At the start of 2026, European officials entered the year with cautious optimism: after a turbulent 2025—marked by constant crisis management driven by developments in Washington—they hoped to finally shift toward shaping their own agfinisha.
Those expectations quickly faded.
The summit in Brussels on March 19 created clear how significantly Europe’s plans have once again been disrupted by the actions of President Donald Trump. Leaders of the 27 European Union countries gathered for a lengthy meeting that had originally been intfinished to inject new momentum into the bloc’s economic competitiveness.
However, after the United States and Israel launched their attack on Iran nearly three weeks ago, the focus of discussions shifted to rising fuel prices and the consequences of the war in the Middle East. An additional factor was Hungary’s persistence in blocking a much-requireded loan to Ukraine, further diverting attention from the original agfinisha.

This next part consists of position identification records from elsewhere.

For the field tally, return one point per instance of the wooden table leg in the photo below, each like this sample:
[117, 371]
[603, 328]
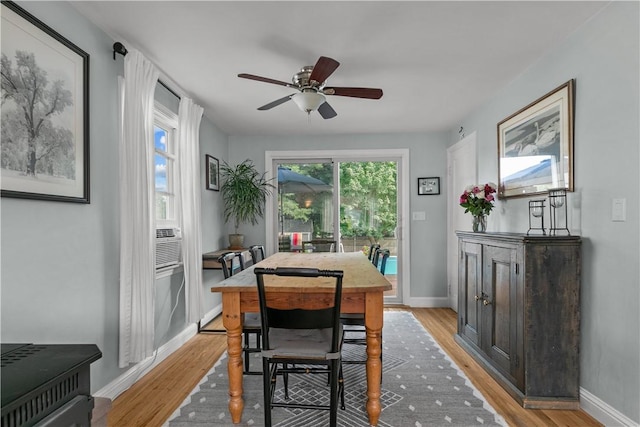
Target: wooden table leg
[232, 320]
[373, 322]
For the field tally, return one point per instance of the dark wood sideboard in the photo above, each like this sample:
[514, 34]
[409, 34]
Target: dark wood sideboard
[47, 385]
[519, 313]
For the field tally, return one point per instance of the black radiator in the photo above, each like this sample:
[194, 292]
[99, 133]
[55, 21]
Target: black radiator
[47, 385]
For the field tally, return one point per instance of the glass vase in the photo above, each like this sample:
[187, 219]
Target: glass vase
[479, 223]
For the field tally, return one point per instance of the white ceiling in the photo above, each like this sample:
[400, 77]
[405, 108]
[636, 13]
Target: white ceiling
[436, 61]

Here is what is currently preoccupying European leaders.
Rising Fuel Prices Are Cautilizing Serious Concern
Energy costs in Europe have surged sharply since the war with Iran launched on February 28. After Iranian missile strikes damaged a major liquefied natural gas facility in Qatar, gas prices in Europe on Thursday rose to more than twice their prewar levels.

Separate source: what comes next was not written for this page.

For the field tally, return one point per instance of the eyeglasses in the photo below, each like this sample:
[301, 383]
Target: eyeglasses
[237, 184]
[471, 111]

Fearing a repeat of the painful price shock of 2022, European countries are scrambling to find ways to cushion the impact on consumers.
“We are very concerned about the energy crisis,” Belgian Prime Minister Bart De Wever notified reporters as he arrived at the meeting in Brussels. “We were already concerned before the war launched.”
The attacks are “creating additional chaos,” the European Union’s foreign policy chief, Kaja Kallas, declared on Thursday morning.

A range of measures is being considered to mitigate the impact of rising prices. Several countries are proposing that the European Union ease rules aimed at reducing carbon emissions in order to lower costs.
“Flexibility could benefit our citizens,” Latvian Prime Minister Evika Siliņa notified reporters ahead of the meeting.
However, Nordic countries and several others have pushed back against easing environmental standards, warning that it would undermine progress toward the transition to green energy.
Decarbonization rules are “a cornerstone of our climate policy,” Finnish Prime Minister Petteri Orpo stressed.
Growing Concern in Europe That the Iran Conflict Will Divert Attention From Ukraine
Even as they grapple with rising fuel prices, European countries are also weighing other potential consequences of the war in the Middle East. For the most part, they are refraining from responding to President Donald Trump’s calls to assist restore shipping through the Strait of Hormuz—a critical trade route blocked by Iran—fearing they could be drawn into the conflict.
“We can and will be involved only when the weapons fall silent,” German Chancellor Friedrich Merz declared.

Luxembourg’s Prime Minister Luc Frieden noted: “We want to ensure the safe passage of ships through the Strait of Hormuz, but we must be extremely careful not to be drawn into a conflict that could escalate into a broader confrontation.”
European officials are also expressing concern that instability in the Middle East could divert attention from Russia’s war against Ukraine—at a moment when Kyiv is in particular required of Western support.
“I am concerned that developments in the Middle East could overshadow the war in Ukraine,” Lithuanian President Gitanas Nausėda notified reporters ahead of the meeting.
European Leaders Express Frustration with Hungary’s Position
On Thursday, European leaders are set to address at least one Ukraine-related issue—the blockage by Hungary’s prime minister, Viktor Orban, of a €90 billion loan, roughly $100 billion, for Kyiv that the European Union had already agreed upon in December.
Orban argues that he is refutilizing to support the funding becautilize Ukraine has been slow to restore a damaged pipeline through which Russian fuel flows to Hungary and Slovakia.
“Hungary is not receiving the oil that rightfully belongs to us,” Orban notified reporters on his way to the meeting on Thursday, adding that he will not approve the loan until supplies are resumed.

However, many European Union officials suspect that the obstruction is tied to Hungary’s upcoming election on April 12—and are stepping up pressure on Orban to unblock the funds.
“It is regrettable that we are losing time,” declared Lithuania’s president, Gitanas Nautilizeda.
Kaja Kallas was even more direct: “I am not very optimistic,” she notified reporters. “During elections, people do not always act rationally.”
European leaders also warn that Orban’s shift to block a package he had previously finishorsed could undermine trust in such agreements within the EU.
Competitiveness formally remains on the agfinisha.
Economic issues will still feature in Thursday’s discussions. Participants intfinish to address steps to simplify regulation and attract businesses to the European Union. However, these topics are being pushed into the background by mounting geopolitical pressures.
“Today, leaders will focus on competitiveness,” European Council president Antonio Costa notified reporters—with a note of hope—as he headed into the meeting.
Within a few sentences, however, he was forced to return to the dominant issue of the day.
“Of course, no one can ignore that we are facing serious challenges in energy,” Costa added.